Guys and Dolls as a piece heavily showcases the four leads, who in this case, balanced each other out nicely. Polly Beaumont shone as the straight-laced ‘Sergeant Sarah Brown’, displaying a beautiful soprano range, and a consistently focused character, which proved her versatility as an actress. Although some of the mid-range notes could afford a little more support, she gave a very confident and watchable performance.  While the chemistry (yeah, chemistry), took a little while to blossom, Beaumont was well matched by Ben Cartwright, as ‘Sky Masterson’. For an actor with ‘no previous experience’, he shows incredible potential. Despite a few moments of concentrating on high notes or difficult singing, his characterisation was nice, and I look forward to his next role! The characters of ‘Adelaide’ and ‘Nathan’, played by Lydia Blundell and James Cumming respectively, offered a nice contrast from the other couple, although it did seem to take them a while to relax into the roles. When they did, both actors received a lot of laughs from the audience, which I hope will continue. Blundell placed a lot of her characterisation on her chosen voice, which at times detracted from her singing. This was a shame for me, as it’s clear she has a good voice, as proven in ‘Marry the Man Today’, which was enjoyable to watch. Cumming showed excellent comic timing as ‘Nathan’, and despite some slight vocal inconsistencies, he portrayed the role with ease. Supporting roles were well cast, although at times diction was a little sloppy and lines were lost. It was clear that some actors were making the most of smaller roles, and Hal Lockwood and Lottie Dick should be commended for this, as they stole pretty much any scene they were in. For me, however, the stand-out performance of the night was that of Danny Booth as ‘Nicely Nicely Johnson’. From the high harmony at the end of ‘Fugue for Tinhorns’, to the outstanding ‘Sit Down You’re Rockin’ the Boat’, characterisation was on point, Booth did not miss a beat, and he certainly did not disappoint.  I thoroughly enjoyed the performance from the ensemble as a whole and although there were a few rough patches of slightly underprepared scenes – when they came together, they were excellent!

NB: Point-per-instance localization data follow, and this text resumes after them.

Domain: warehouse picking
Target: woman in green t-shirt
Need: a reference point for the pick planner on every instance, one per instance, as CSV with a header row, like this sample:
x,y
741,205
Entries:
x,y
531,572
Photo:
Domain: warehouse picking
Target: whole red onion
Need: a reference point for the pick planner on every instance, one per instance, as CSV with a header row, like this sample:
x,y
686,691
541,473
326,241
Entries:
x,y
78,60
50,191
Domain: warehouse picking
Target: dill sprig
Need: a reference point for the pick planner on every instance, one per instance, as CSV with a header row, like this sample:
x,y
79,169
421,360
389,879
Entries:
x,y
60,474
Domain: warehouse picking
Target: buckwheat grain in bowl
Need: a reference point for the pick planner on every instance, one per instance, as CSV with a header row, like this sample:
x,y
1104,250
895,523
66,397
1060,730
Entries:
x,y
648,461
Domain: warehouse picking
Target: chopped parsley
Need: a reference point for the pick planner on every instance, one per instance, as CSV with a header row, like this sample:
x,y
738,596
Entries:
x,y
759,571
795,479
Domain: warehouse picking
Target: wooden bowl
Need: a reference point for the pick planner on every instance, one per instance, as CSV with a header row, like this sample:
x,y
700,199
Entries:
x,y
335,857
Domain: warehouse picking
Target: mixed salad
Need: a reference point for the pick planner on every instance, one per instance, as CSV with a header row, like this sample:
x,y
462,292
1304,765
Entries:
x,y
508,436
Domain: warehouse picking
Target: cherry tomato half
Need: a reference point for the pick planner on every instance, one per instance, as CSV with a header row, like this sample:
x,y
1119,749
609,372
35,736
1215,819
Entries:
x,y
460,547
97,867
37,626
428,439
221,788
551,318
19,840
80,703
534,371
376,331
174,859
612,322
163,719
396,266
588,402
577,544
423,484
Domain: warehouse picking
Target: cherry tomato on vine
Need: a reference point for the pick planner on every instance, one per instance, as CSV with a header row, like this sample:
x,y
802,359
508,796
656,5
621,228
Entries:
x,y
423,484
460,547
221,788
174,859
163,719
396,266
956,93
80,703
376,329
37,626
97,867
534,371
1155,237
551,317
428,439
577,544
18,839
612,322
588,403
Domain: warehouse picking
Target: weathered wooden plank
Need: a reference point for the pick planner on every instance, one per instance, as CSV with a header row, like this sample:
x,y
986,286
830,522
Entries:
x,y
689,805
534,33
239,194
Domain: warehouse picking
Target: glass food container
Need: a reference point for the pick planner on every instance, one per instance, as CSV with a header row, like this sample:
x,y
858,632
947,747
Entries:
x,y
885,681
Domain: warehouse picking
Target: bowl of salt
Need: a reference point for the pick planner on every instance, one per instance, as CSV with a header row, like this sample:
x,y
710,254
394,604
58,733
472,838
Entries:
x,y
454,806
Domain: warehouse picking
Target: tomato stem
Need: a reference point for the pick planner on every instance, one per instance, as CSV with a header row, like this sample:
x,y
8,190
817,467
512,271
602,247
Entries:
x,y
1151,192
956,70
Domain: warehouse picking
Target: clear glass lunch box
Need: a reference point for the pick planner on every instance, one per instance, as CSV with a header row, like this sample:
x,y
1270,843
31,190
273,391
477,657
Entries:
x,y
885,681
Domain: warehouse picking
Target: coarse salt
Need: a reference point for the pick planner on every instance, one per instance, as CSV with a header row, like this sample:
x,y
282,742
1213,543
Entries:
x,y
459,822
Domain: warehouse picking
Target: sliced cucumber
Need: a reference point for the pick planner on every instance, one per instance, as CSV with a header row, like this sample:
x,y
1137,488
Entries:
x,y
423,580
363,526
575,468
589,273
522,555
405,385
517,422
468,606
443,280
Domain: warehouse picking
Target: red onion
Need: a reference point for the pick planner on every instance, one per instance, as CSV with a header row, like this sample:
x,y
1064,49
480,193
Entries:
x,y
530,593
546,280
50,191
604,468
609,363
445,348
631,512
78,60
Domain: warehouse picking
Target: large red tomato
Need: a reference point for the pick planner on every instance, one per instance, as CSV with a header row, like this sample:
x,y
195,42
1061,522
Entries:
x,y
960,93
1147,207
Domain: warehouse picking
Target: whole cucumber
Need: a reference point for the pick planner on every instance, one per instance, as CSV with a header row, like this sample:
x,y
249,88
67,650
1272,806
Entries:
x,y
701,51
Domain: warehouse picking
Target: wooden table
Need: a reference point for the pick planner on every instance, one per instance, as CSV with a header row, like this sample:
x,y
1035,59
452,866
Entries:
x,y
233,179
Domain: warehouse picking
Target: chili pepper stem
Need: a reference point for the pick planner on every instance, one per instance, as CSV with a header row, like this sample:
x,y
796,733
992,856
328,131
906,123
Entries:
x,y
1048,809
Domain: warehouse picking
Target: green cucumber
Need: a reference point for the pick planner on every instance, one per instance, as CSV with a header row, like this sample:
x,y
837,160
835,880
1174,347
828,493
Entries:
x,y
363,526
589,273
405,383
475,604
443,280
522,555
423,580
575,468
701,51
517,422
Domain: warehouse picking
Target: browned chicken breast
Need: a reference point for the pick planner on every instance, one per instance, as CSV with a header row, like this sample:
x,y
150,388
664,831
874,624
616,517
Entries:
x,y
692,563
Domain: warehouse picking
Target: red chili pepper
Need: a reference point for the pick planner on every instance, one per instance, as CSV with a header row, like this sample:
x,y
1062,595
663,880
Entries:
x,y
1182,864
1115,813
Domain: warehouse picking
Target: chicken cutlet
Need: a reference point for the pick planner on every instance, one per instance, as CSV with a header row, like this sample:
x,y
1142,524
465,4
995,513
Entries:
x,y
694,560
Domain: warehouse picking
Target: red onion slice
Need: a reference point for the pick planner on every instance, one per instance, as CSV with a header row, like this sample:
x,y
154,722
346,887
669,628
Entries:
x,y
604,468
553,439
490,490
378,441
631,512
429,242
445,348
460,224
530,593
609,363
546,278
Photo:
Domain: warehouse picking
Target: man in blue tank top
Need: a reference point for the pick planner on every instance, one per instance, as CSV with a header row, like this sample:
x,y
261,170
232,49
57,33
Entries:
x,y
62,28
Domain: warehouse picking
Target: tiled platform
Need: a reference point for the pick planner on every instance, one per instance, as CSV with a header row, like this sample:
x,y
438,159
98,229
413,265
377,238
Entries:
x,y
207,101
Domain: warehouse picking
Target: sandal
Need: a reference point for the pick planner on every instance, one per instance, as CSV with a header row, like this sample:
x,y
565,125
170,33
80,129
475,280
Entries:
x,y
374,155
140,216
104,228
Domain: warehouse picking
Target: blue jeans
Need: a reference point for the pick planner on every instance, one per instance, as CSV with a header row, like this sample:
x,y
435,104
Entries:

The lighting design by Mark Thistleton was used effectively both during and between songs, to differentiate the various moods and locations of the show. This complemented the clean and simple set design, allowing for well-executed scene changes, which were also well timed with incidental music. Sound designer Rowan Evans did an impressive job of mixing for many vocalists and a large band, and this was done without the usual first night hiccups we come to expect from an amateur production. My only comment regarding this was that occasional underscored dialogue was lost, because of the choice to only use microphones for singing. This led to a few abrupt beginnings to songs, but meant that all the solo singing was clearly audible. Costumes and props were used effectively in bringing the 1940s to Trevs, and made the production look as good as it sounded.

All in all, I enjoyed the production of Guys and Dolls, and I wish the cast the best of luck in the rest of their run. Director Celia Brown and the rest of the production team should be proud of another enjoyable TCMS show, and I look forward to the next one!



Guys and Dolls will be playing in Trevelyan College Dining Hall at 7:45pm on the 15th, 16th, and 17th February.